Aradım 155’i. Çıkan görevliye
durumu izah ettim. Anızı ateşe vermeden önce tarla sahibini uyarmak uyarının iyi olacağını
söyledim. Yaktıkları zaman haber verin dedi ve muhitin adresini aldı.
Bir gün okuldan eve geldim.
Kapı pencere kapalıydı. Niye kapattınız dedim. Eşim tarlayı gösterdi. Koca tarla
baştan sona yanmış. Sapsarı tarla simsiyah olmuştu. Sadece bir ucunda yanmaya devam
eden ama sönmeye yüz tutmuş az bir alev kalmış. Moralim bozuldu. Hemen 155’i çevirdim.

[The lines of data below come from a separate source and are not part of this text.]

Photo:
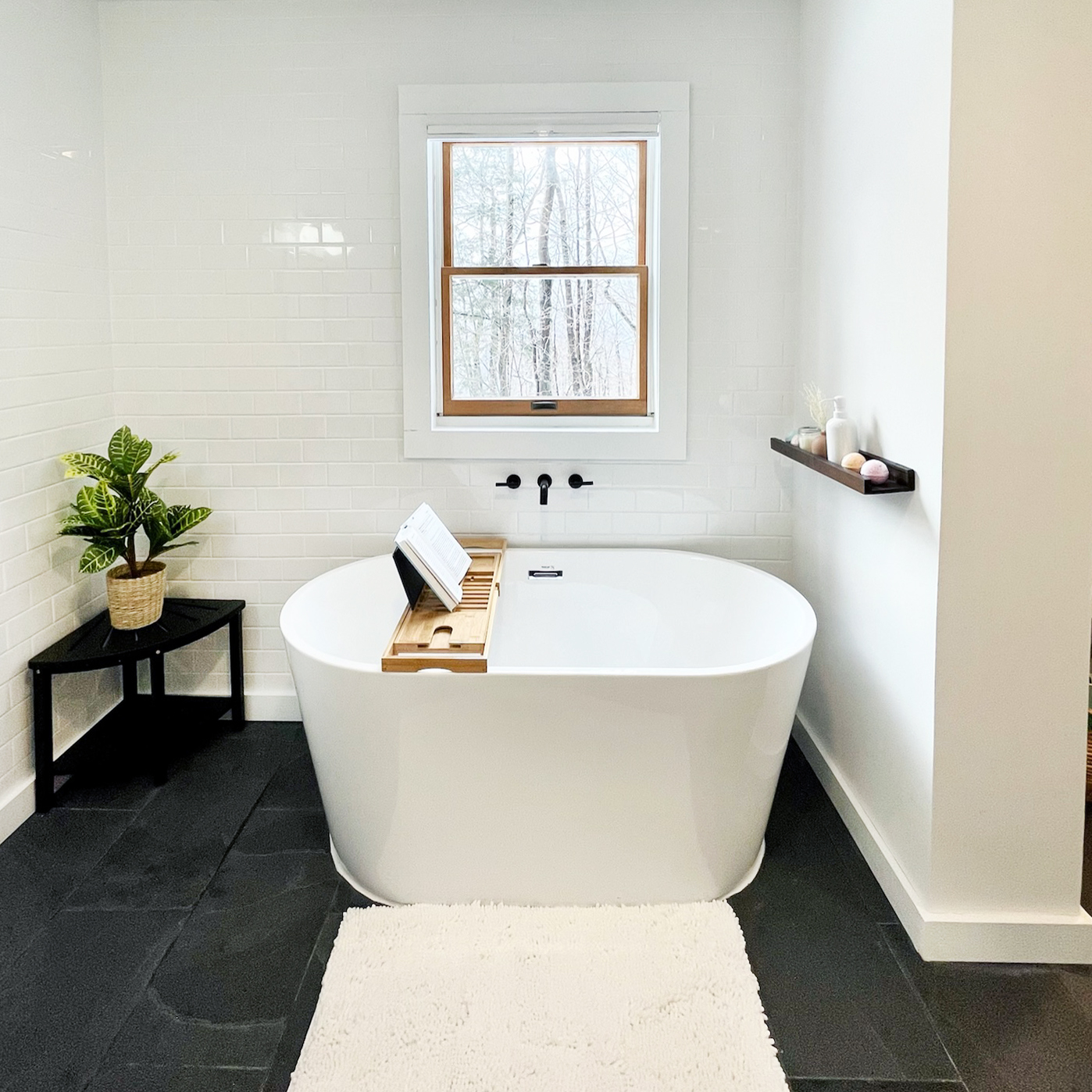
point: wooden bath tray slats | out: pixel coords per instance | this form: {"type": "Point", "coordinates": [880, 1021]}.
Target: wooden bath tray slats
{"type": "Point", "coordinates": [430, 636]}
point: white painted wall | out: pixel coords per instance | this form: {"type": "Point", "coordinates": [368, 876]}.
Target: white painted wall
{"type": "Point", "coordinates": [236, 129]}
{"type": "Point", "coordinates": [55, 356]}
{"type": "Point", "coordinates": [947, 295]}
{"type": "Point", "coordinates": [876, 93]}
{"type": "Point", "coordinates": [1015, 544]}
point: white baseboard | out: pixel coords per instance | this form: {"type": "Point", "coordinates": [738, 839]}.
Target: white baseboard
{"type": "Point", "coordinates": [985, 938]}
{"type": "Point", "coordinates": [272, 707]}
{"type": "Point", "coordinates": [16, 808]}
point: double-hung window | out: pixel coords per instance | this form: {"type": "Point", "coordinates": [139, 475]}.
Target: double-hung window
{"type": "Point", "coordinates": [544, 290]}
{"type": "Point", "coordinates": [544, 248]}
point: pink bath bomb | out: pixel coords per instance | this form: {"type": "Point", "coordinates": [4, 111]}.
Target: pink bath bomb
{"type": "Point", "coordinates": [875, 471]}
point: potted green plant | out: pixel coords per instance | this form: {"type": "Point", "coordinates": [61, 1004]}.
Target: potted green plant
{"type": "Point", "coordinates": [107, 516]}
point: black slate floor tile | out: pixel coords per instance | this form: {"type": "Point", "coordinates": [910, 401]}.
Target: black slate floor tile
{"type": "Point", "coordinates": [808, 1084]}
{"type": "Point", "coordinates": [40, 865]}
{"type": "Point", "coordinates": [173, 848]}
{"type": "Point", "coordinates": [302, 1009]}
{"type": "Point", "coordinates": [63, 1001]}
{"type": "Point", "coordinates": [837, 1001]}
{"type": "Point", "coordinates": [175, 1079]}
{"type": "Point", "coordinates": [224, 993]}
{"type": "Point", "coordinates": [279, 830]}
{"type": "Point", "coordinates": [1009, 1026]}
{"type": "Point", "coordinates": [294, 785]}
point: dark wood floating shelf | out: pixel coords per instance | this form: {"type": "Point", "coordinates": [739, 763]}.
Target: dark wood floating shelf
{"type": "Point", "coordinates": [902, 479]}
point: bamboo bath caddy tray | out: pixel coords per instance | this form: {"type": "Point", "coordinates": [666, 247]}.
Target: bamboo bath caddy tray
{"type": "Point", "coordinates": [430, 636]}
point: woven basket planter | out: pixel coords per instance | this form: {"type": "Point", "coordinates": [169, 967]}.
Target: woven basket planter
{"type": "Point", "coordinates": [136, 603]}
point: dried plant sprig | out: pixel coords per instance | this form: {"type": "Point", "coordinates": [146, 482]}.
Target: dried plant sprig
{"type": "Point", "coordinates": [815, 402]}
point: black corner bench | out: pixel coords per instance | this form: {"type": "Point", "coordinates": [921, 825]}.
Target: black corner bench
{"type": "Point", "coordinates": [151, 719]}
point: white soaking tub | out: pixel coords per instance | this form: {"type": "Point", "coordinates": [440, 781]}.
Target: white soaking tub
{"type": "Point", "coordinates": [623, 746]}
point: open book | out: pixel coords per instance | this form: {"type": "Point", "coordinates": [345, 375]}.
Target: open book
{"type": "Point", "coordinates": [433, 551]}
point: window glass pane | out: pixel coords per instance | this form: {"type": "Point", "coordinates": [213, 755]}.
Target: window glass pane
{"type": "Point", "coordinates": [544, 205]}
{"type": "Point", "coordinates": [545, 337]}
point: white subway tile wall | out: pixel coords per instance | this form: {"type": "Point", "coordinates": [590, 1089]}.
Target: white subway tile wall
{"type": "Point", "coordinates": [254, 250]}
{"type": "Point", "coordinates": [55, 390]}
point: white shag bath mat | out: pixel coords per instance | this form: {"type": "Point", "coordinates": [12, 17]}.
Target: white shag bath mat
{"type": "Point", "coordinates": [486, 998]}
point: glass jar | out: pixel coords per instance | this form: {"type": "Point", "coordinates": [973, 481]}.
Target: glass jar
{"type": "Point", "coordinates": [808, 435]}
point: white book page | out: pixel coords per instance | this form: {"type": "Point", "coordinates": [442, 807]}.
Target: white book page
{"type": "Point", "coordinates": [435, 545]}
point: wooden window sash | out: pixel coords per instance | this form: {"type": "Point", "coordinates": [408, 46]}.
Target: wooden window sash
{"type": "Point", "coordinates": [560, 408]}
{"type": "Point", "coordinates": [576, 408]}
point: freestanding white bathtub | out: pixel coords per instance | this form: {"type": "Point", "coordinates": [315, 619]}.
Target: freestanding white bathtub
{"type": "Point", "coordinates": [623, 746]}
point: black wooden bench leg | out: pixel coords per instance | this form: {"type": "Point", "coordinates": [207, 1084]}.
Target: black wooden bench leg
{"type": "Point", "coordinates": [235, 644]}
{"type": "Point", "coordinates": [43, 740]}
{"type": "Point", "coordinates": [159, 729]}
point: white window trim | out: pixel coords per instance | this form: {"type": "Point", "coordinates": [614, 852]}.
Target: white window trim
{"type": "Point", "coordinates": [426, 110]}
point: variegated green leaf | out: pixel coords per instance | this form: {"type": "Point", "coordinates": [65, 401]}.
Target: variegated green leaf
{"type": "Point", "coordinates": [80, 530]}
{"type": "Point", "coordinates": [128, 452]}
{"type": "Point", "coordinates": [84, 463]}
{"type": "Point", "coordinates": [106, 505]}
{"type": "Point", "coordinates": [181, 518]}
{"type": "Point", "coordinates": [163, 549]}
{"type": "Point", "coordinates": [87, 508]}
{"type": "Point", "coordinates": [98, 556]}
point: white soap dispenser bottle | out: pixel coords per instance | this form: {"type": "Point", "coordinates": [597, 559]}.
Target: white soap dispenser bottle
{"type": "Point", "coordinates": [841, 433]}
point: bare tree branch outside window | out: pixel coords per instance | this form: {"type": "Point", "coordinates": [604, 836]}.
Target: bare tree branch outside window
{"type": "Point", "coordinates": [544, 285]}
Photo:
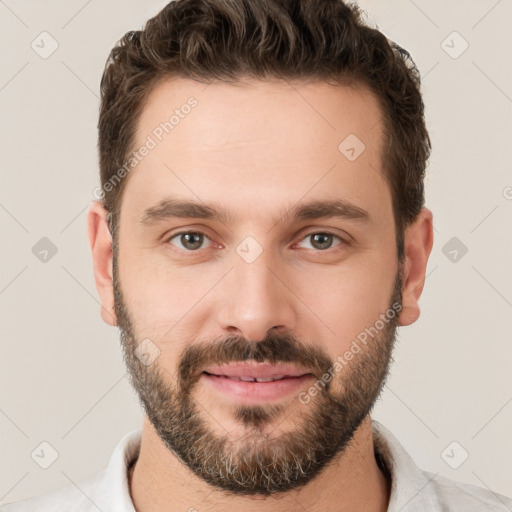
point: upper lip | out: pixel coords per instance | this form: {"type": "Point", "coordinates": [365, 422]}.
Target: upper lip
{"type": "Point", "coordinates": [257, 370]}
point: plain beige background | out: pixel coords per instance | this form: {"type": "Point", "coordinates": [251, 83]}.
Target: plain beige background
{"type": "Point", "coordinates": [62, 378]}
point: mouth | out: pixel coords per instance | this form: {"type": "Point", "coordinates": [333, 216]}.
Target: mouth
{"type": "Point", "coordinates": [253, 383]}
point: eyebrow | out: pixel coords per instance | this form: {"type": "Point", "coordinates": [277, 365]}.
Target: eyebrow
{"type": "Point", "coordinates": [180, 208]}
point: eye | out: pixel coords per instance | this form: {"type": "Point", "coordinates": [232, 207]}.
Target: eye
{"type": "Point", "coordinates": [322, 240]}
{"type": "Point", "coordinates": [190, 240]}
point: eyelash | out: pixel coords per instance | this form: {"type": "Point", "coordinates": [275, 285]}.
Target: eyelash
{"type": "Point", "coordinates": [329, 233]}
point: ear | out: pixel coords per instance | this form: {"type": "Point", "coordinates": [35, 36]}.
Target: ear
{"type": "Point", "coordinates": [100, 241]}
{"type": "Point", "coordinates": [418, 241]}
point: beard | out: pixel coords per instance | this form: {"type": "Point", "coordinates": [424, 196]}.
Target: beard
{"type": "Point", "coordinates": [265, 460]}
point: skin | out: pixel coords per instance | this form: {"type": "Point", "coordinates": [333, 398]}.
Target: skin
{"type": "Point", "coordinates": [257, 150]}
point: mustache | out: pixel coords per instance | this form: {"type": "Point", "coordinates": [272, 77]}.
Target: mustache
{"type": "Point", "coordinates": [275, 348]}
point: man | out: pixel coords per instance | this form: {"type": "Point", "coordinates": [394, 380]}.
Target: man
{"type": "Point", "coordinates": [261, 235]}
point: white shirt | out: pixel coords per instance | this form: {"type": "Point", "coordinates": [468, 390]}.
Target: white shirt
{"type": "Point", "coordinates": [412, 489]}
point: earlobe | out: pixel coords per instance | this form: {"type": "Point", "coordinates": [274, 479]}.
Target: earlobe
{"type": "Point", "coordinates": [418, 241]}
{"type": "Point", "coordinates": [100, 241]}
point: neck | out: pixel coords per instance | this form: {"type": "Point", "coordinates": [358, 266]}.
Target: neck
{"type": "Point", "coordinates": [352, 482]}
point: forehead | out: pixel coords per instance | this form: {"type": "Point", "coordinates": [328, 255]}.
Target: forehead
{"type": "Point", "coordinates": [257, 145]}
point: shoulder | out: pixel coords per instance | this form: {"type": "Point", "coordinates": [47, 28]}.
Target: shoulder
{"type": "Point", "coordinates": [86, 496]}
{"type": "Point", "coordinates": [456, 496]}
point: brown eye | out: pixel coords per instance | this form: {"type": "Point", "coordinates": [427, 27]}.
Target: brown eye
{"type": "Point", "coordinates": [189, 240]}
{"type": "Point", "coordinates": [322, 240]}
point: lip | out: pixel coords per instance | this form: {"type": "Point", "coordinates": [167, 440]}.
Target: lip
{"type": "Point", "coordinates": [257, 392]}
{"type": "Point", "coordinates": [257, 370]}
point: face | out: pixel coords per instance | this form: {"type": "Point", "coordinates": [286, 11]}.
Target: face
{"type": "Point", "coordinates": [284, 270]}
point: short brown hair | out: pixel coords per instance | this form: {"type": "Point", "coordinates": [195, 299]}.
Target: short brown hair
{"type": "Point", "coordinates": [209, 40]}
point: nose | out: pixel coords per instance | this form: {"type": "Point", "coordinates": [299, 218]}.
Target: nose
{"type": "Point", "coordinates": [255, 299]}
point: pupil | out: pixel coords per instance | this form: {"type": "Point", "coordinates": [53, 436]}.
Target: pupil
{"type": "Point", "coordinates": [190, 236]}
{"type": "Point", "coordinates": [325, 236]}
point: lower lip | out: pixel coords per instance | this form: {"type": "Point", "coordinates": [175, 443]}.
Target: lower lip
{"type": "Point", "coordinates": [256, 392]}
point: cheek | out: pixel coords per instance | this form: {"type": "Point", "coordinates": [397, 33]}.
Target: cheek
{"type": "Point", "coordinates": [349, 299]}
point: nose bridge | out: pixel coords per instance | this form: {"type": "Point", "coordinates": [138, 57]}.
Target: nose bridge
{"type": "Point", "coordinates": [254, 297]}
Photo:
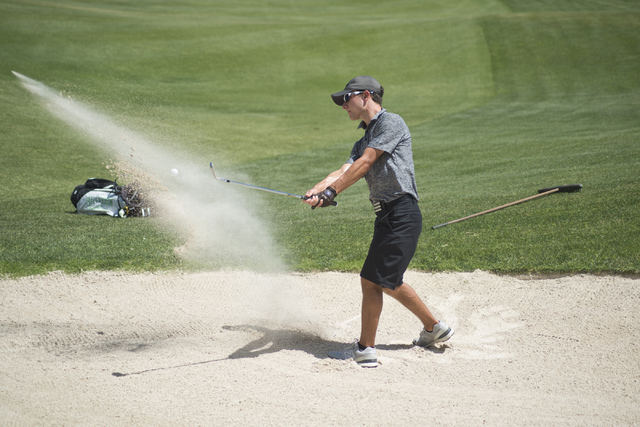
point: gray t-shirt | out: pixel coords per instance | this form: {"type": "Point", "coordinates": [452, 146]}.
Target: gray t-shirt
{"type": "Point", "coordinates": [393, 174]}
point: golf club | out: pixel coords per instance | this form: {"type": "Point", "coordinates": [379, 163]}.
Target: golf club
{"type": "Point", "coordinates": [542, 192]}
{"type": "Point", "coordinates": [297, 196]}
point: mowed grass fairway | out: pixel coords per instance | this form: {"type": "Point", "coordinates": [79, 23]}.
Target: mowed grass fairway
{"type": "Point", "coordinates": [502, 98]}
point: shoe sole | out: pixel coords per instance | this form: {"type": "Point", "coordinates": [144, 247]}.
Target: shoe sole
{"type": "Point", "coordinates": [368, 364]}
{"type": "Point", "coordinates": [442, 338]}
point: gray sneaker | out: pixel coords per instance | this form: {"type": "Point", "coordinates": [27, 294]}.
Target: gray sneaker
{"type": "Point", "coordinates": [441, 332]}
{"type": "Point", "coordinates": [366, 358]}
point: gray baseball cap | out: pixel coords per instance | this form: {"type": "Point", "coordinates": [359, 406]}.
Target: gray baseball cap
{"type": "Point", "coordinates": [360, 83]}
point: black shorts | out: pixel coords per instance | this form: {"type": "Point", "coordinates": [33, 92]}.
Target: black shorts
{"type": "Point", "coordinates": [395, 239]}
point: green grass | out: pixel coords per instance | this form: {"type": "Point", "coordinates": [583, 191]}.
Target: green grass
{"type": "Point", "coordinates": [502, 98]}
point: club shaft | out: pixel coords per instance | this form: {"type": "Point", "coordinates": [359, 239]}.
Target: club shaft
{"type": "Point", "coordinates": [255, 187]}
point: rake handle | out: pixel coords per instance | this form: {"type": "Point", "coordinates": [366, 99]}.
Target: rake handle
{"type": "Point", "coordinates": [554, 190]}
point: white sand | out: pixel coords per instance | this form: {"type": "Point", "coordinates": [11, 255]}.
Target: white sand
{"type": "Point", "coordinates": [240, 348]}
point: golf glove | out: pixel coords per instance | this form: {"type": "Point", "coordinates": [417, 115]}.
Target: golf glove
{"type": "Point", "coordinates": [326, 198]}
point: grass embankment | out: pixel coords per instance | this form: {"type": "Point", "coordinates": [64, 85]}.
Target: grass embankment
{"type": "Point", "coordinates": [501, 101]}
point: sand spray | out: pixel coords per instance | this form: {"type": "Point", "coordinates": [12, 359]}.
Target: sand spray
{"type": "Point", "coordinates": [220, 227]}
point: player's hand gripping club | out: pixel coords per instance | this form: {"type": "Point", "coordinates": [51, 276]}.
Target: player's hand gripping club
{"type": "Point", "coordinates": [325, 198]}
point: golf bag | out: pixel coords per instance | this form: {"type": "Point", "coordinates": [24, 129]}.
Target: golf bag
{"type": "Point", "coordinates": [99, 196]}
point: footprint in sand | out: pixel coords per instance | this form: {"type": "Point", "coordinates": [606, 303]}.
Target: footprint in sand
{"type": "Point", "coordinates": [488, 327]}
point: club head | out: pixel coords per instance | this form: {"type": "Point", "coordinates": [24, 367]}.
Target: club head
{"type": "Point", "coordinates": [213, 171]}
{"type": "Point", "coordinates": [570, 188]}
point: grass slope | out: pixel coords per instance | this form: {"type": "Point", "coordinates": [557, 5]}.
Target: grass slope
{"type": "Point", "coordinates": [502, 98]}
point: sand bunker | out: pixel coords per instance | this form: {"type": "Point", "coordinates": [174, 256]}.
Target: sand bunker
{"type": "Point", "coordinates": [241, 348]}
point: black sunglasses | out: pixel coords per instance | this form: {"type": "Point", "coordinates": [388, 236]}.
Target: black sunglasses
{"type": "Point", "coordinates": [347, 96]}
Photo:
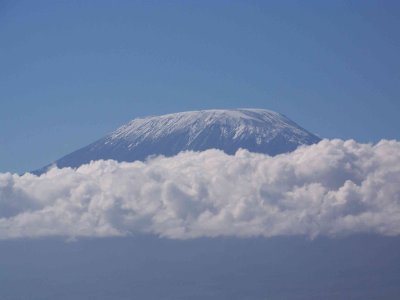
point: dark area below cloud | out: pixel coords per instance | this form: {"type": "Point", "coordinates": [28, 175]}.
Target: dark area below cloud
{"type": "Point", "coordinates": [146, 267]}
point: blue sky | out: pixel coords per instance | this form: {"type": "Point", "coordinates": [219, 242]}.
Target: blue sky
{"type": "Point", "coordinates": [72, 71]}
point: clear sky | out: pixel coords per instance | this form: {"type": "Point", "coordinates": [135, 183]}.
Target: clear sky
{"type": "Point", "coordinates": [72, 71]}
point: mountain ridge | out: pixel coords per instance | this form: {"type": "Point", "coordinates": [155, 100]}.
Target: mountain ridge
{"type": "Point", "coordinates": [257, 130]}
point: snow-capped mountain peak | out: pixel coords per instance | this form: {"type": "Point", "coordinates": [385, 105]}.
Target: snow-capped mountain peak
{"type": "Point", "coordinates": [258, 130]}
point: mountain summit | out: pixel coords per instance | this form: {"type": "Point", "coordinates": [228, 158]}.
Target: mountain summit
{"type": "Point", "coordinates": [257, 130]}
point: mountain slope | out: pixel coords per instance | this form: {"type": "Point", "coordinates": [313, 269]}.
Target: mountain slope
{"type": "Point", "coordinates": [257, 130]}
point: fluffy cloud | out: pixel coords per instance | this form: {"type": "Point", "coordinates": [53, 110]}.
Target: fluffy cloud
{"type": "Point", "coordinates": [332, 188]}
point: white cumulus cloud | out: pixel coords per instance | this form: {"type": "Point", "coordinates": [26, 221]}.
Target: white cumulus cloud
{"type": "Point", "coordinates": [332, 188]}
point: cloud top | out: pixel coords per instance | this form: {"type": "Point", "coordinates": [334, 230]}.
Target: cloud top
{"type": "Point", "coordinates": [331, 188]}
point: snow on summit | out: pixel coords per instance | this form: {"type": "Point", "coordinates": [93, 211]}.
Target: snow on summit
{"type": "Point", "coordinates": [257, 130]}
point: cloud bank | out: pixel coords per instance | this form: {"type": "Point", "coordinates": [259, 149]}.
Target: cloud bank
{"type": "Point", "coordinates": [331, 188]}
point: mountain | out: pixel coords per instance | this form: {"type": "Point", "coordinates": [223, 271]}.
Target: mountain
{"type": "Point", "coordinates": [257, 130]}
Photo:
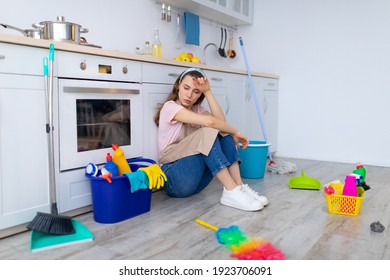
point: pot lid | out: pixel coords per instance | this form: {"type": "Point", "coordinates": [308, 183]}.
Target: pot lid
{"type": "Point", "coordinates": [60, 19]}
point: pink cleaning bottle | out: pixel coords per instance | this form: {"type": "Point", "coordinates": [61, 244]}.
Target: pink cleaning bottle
{"type": "Point", "coordinates": [120, 160]}
{"type": "Point", "coordinates": [350, 187]}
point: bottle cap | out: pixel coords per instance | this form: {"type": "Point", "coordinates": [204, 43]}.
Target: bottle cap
{"type": "Point", "coordinates": [91, 169]}
{"type": "Point", "coordinates": [114, 147]}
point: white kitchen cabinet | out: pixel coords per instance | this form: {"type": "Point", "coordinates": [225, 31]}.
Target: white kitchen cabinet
{"type": "Point", "coordinates": [267, 95]}
{"type": "Point", "coordinates": [229, 90]}
{"type": "Point", "coordinates": [24, 184]}
{"type": "Point", "coordinates": [154, 96]}
{"type": "Point", "coordinates": [229, 12]}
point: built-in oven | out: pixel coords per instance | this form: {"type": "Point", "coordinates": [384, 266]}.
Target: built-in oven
{"type": "Point", "coordinates": [99, 104]}
{"type": "Point", "coordinates": [93, 115]}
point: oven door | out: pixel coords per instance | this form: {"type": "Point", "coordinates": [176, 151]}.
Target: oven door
{"type": "Point", "coordinates": [93, 115]}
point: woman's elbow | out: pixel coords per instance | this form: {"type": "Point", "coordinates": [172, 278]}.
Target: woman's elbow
{"type": "Point", "coordinates": [210, 121]}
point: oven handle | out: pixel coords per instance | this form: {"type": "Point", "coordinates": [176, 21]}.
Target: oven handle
{"type": "Point", "coordinates": [100, 90]}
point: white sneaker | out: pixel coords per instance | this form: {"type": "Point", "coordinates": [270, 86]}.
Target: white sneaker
{"type": "Point", "coordinates": [255, 194]}
{"type": "Point", "coordinates": [239, 198]}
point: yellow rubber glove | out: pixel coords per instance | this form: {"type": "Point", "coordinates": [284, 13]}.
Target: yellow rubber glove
{"type": "Point", "coordinates": [155, 175]}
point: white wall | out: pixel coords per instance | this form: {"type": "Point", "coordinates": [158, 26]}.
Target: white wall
{"type": "Point", "coordinates": [331, 55]}
{"type": "Point", "coordinates": [333, 58]}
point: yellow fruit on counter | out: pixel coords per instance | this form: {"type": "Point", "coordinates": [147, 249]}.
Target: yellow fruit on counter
{"type": "Point", "coordinates": [195, 59]}
{"type": "Point", "coordinates": [183, 56]}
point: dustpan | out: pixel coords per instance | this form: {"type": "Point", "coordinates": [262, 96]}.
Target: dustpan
{"type": "Point", "coordinates": [41, 241]}
{"type": "Point", "coordinates": [304, 182]}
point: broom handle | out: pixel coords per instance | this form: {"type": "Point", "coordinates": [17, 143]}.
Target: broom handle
{"type": "Point", "coordinates": [203, 223]}
{"type": "Point", "coordinates": [255, 96]}
{"type": "Point", "coordinates": [52, 188]}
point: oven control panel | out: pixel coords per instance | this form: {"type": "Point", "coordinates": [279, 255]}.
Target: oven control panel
{"type": "Point", "coordinates": [83, 66]}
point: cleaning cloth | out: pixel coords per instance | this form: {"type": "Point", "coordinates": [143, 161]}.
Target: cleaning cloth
{"type": "Point", "coordinates": [191, 28]}
{"type": "Point", "coordinates": [138, 180]}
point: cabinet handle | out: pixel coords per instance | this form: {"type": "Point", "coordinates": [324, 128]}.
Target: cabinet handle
{"type": "Point", "coordinates": [227, 105]}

Çıkan polise kendimi tanıttım. Adresi verdim. Daha önce size hatırlatmıştım. Ama
görüyorum ki bir tedbir alınmamış ve anız yakılmış. Şu anda kapı pencere kapalı
evde oturuyoruz dedim. Tamam da biz ne yapalım deyince, şu aşamadan sonra yapılacak
bir şey kalmadı. Ama şunu bilin ki filmlerdeki Türk polisi sahneleri gibi yine geç
kaldınız dedim. Böyle deyince polis küplere bindi. O anda beni eline geçirse, herhalde çiğ çiğ yerdi. Ama özgüvenim yüksek. Çünkü telefonun öbür ucundayım ne de olsa. Telefondan evimi buluncaya ve evime
gelinceye kadar da siniri geçerdi nasılsa.
Anızın yandığına mı yanayım,
kapalı yerde oturduğuma mı yanayım ya da polisle aramda geçen diyaloga mı yanayım
derken içimde bir üzüntü hali evde bir köşede pinekliyorum. Az sonra hanım pencereden
görmüş. Kalan yangını söndürüyorlar dedi. Baktım, iki itfaiye, bir ambulans olay
mahalline gelmiş. Sönmeye yüz tutmuş yangını kolayca söndürüp gittiler.